Plastic is not biodegradable. “Even if we didn’t produce plastic at all, the problem wouldn’t go away,” says Maack. The cooling effect of the water complicates the process of plastic destruction by sunlight and heat. Thus, the complete decomposition of a piece of plastic could take several hundred years.

Plastic debris in water has devastating effects on animals. And a lot of species disappear every year. Especially turtles take plastic bags as food, says Thilo Maack: “They consume large amounts of jellyfish and they often confuse the plastic bags with their favorite food.”

But seagulls that nibble everything they find on the surface of the water are affected, too: “They swallow plastic plug, fragments from toothbrushes or lighters.”

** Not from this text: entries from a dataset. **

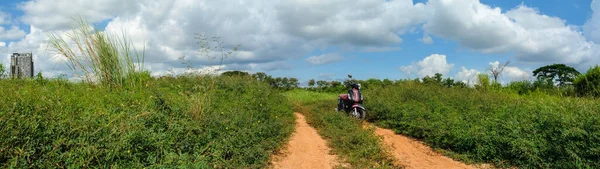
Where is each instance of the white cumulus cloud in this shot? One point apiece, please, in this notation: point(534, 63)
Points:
point(532, 36)
point(429, 66)
point(324, 59)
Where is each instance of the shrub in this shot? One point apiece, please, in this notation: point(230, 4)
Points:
point(531, 131)
point(588, 84)
point(171, 122)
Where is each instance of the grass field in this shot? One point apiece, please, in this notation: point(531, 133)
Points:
point(167, 122)
point(358, 146)
point(529, 131)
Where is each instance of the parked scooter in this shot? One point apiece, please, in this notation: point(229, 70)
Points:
point(351, 103)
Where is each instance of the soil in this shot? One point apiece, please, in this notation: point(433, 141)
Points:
point(306, 149)
point(412, 153)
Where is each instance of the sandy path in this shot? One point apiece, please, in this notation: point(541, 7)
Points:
point(306, 149)
point(414, 154)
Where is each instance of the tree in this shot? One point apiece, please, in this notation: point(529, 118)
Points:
point(235, 73)
point(2, 71)
point(335, 84)
point(387, 82)
point(496, 71)
point(483, 81)
point(448, 82)
point(311, 83)
point(292, 83)
point(322, 84)
point(556, 73)
point(435, 80)
point(588, 84)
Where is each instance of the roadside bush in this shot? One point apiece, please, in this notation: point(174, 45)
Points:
point(171, 122)
point(588, 84)
point(531, 131)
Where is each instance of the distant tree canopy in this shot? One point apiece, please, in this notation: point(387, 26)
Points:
point(560, 73)
point(235, 73)
point(2, 70)
point(311, 82)
point(285, 83)
point(588, 84)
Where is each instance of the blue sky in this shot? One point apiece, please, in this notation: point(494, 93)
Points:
point(326, 40)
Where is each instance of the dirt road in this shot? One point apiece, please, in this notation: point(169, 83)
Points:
point(411, 153)
point(306, 149)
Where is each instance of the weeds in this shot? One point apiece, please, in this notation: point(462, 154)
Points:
point(63, 124)
point(358, 146)
point(102, 57)
point(530, 131)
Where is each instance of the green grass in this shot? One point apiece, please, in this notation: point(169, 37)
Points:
point(531, 131)
point(358, 146)
point(170, 122)
point(100, 56)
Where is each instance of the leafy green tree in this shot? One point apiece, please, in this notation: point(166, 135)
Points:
point(387, 82)
point(260, 76)
point(448, 82)
point(2, 71)
point(292, 83)
point(560, 73)
point(460, 84)
point(235, 73)
point(483, 81)
point(588, 84)
point(311, 83)
point(435, 80)
point(322, 84)
point(335, 84)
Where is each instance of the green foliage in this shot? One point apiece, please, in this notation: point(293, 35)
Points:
point(235, 73)
point(2, 71)
point(170, 122)
point(588, 84)
point(311, 83)
point(560, 73)
point(531, 131)
point(100, 56)
point(359, 146)
point(282, 83)
point(435, 80)
point(483, 81)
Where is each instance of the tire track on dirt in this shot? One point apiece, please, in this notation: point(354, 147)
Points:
point(306, 149)
point(413, 154)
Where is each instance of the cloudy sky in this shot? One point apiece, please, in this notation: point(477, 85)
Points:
point(326, 40)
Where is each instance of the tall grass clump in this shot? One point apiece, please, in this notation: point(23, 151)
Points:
point(54, 123)
point(536, 130)
point(100, 56)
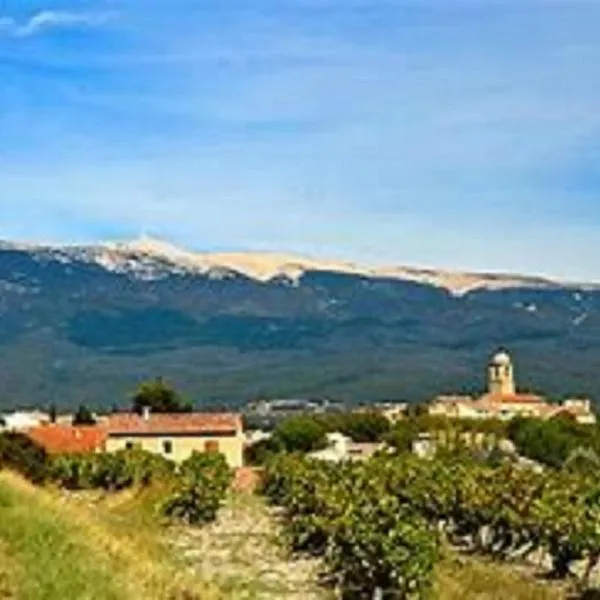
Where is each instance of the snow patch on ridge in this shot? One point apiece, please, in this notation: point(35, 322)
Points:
point(148, 258)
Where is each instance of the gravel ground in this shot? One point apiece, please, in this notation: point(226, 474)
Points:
point(241, 552)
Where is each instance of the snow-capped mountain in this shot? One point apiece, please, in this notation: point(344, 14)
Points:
point(149, 258)
point(86, 323)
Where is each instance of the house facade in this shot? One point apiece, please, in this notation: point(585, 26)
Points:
point(176, 436)
point(503, 401)
point(68, 439)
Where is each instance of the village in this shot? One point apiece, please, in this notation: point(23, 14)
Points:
point(176, 435)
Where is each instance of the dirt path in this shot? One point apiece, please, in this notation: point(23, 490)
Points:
point(241, 553)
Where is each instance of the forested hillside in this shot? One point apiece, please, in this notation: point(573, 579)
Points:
point(77, 330)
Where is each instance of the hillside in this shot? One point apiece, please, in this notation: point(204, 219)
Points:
point(85, 324)
point(50, 550)
point(109, 551)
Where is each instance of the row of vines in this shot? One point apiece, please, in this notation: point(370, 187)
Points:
point(189, 492)
point(379, 525)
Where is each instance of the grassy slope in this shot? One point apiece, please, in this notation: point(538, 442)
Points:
point(55, 550)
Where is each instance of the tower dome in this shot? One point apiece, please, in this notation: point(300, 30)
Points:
point(501, 358)
point(501, 381)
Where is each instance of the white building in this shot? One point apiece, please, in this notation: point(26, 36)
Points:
point(20, 420)
point(503, 401)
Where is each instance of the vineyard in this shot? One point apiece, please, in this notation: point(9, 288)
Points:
point(381, 526)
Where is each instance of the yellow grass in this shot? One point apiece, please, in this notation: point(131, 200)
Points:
point(65, 550)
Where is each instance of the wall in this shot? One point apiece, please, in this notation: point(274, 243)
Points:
point(182, 446)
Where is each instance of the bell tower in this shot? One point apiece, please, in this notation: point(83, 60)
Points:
point(501, 378)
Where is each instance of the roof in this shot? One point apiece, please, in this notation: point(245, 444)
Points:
point(501, 359)
point(513, 399)
point(66, 439)
point(173, 424)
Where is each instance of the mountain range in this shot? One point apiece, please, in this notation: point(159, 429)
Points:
point(85, 324)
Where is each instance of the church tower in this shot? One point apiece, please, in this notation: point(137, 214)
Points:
point(501, 379)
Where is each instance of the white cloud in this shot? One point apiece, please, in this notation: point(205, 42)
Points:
point(50, 19)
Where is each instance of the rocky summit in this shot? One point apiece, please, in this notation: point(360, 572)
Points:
point(87, 323)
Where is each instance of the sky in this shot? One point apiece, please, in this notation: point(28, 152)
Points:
point(446, 133)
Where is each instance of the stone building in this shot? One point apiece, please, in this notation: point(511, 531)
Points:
point(503, 401)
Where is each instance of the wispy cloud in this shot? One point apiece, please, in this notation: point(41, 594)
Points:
point(51, 19)
point(446, 133)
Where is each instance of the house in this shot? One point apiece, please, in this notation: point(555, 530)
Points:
point(392, 411)
point(66, 439)
point(21, 420)
point(176, 436)
point(340, 447)
point(503, 401)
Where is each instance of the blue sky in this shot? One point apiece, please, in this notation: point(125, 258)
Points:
point(453, 133)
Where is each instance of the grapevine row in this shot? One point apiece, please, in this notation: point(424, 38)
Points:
point(379, 524)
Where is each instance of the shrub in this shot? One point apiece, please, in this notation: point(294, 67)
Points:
point(22, 454)
point(108, 471)
point(197, 492)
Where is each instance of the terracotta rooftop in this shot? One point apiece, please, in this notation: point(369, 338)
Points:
point(66, 439)
point(513, 398)
point(173, 424)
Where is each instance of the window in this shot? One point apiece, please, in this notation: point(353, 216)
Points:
point(211, 446)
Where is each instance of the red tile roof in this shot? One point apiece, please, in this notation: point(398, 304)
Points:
point(66, 439)
point(173, 424)
point(513, 398)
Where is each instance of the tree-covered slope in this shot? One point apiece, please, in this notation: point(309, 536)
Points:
point(74, 329)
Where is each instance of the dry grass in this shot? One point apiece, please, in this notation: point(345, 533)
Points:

The only way the situation could be remedied would be to change the mentality, environmentalists say in unison. A titanic job both for all the governments of the world and for each one of us. And the challenge starts with your own house clearance and sorting the waste properly.

The action of searching for the missing plane is only the beginning

“In addition, those who produce plastic also should participate in the sanitation action, respectively in the recycling process,” says Thilo Maack.

The largest objects fished in the Indian Ocean during the search for Malaysia Airlines’ plane were over 20 meters long. Waste that gave false hope to the families of the missing passengers, but that showed the whole world how dirty the planet’s waters are.

“The case of flight MH370 has given us hope that the problem of garbage, dumped every day in the sea by people and their indifference, is coming back to the attention of the public,” concludes Wendy Watson-Wright. And both people and the governments and states of the world will be much more responsible in the future.